So, we're covering the always-popular topic of slavery in the U.S., and the TA mentioned branding.
The subject of the print Branding Slaves, shown above, was rare in that it portrayed an atrocity. Abolition, in 1845, was still a controversial topic in America. This print, however, was popular because it side-stepped the moral issues and showed the system at its most brutal, and was therefore condemnable by all. Note some of the details in the print: Detail of the print showing groups of slaves in coffles and a slave being taken from a friend. the fear and horror on the face of the African prisoner, contrasted with the bored expressions of the slavers; the bullwhip lying on the ground behind the right-hand slaver; the pistol stuck into the sash of the man with the branding iron; the smoke from the branding iron as it sears the African man's flesh; groups of slaves in coffles, in the left background; and near that a slave being torn from the grasp of a friend or family member. These are all images designed to arouse disgust and revulsion against the most violent aspects of slavery. Not addressed, however, are the moral issues which were central to the actual debates over the institution at the time.

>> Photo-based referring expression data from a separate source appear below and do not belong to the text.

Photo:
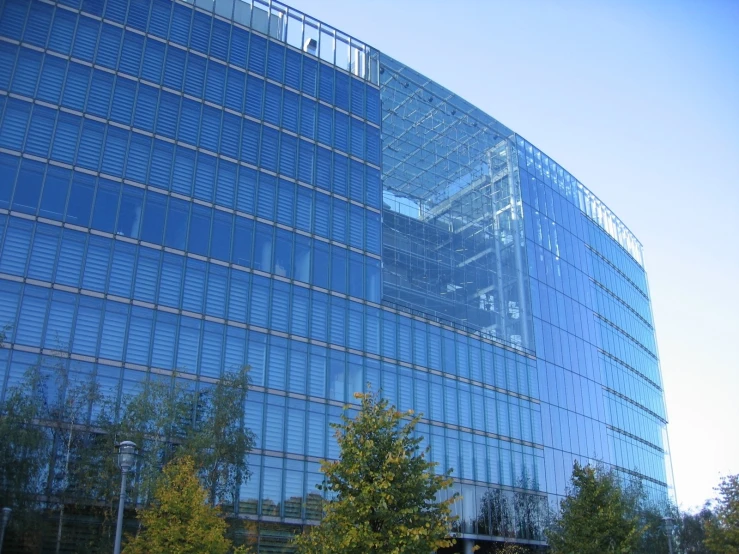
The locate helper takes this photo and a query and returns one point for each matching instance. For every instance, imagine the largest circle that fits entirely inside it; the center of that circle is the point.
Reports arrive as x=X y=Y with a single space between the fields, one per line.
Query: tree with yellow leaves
x=180 y=521
x=385 y=494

The official class dumbass whiteboy -- Hanne, Nina, Neo, Garrity and anyone else who attended a Midwestern university would recognize the type immediately by the baseball cap, frat t-/sweatshirt and constant sneer -- says that he heard some black fraternities brand members.
The room went quiet and still.
And then the TA asked, "Ok, does anyone want to explain to Brad why he's going to get his ass kicked after class?"
Someone put in, "Because there's a difference between a voluntary act and an involuntary one?"
Another person suggested, "Because brands aren't required of members?"
"Because he's a dumbass whiteboy?" someone chimed in.
"Hawkins, you're not helping," sighed the TA.
Another time me, Kat McNiece and Jonny Jackson (if I remember right) were walking across Wright Street, and saw a new or not very used car with a bow on top sitting outside a sorority house, with a cheerful-looking whitegirl -- Brad's girlfriend/prom date/ acquaintance rape prey, probably -- and her adoring parents standing nearby.
We looked at each other and waited for someone to point out that violence is not the answer.
I had to serve as the voice of reason. Any situation where I'm the voice of reason is utterly, hopelessly fucked.
In retrospect, knowing the bitch probably grew up to be a warblogger, my objections at the time were foolish. Should'a stomped the lot 'em into the ground.
I'm having a good day, can you tell?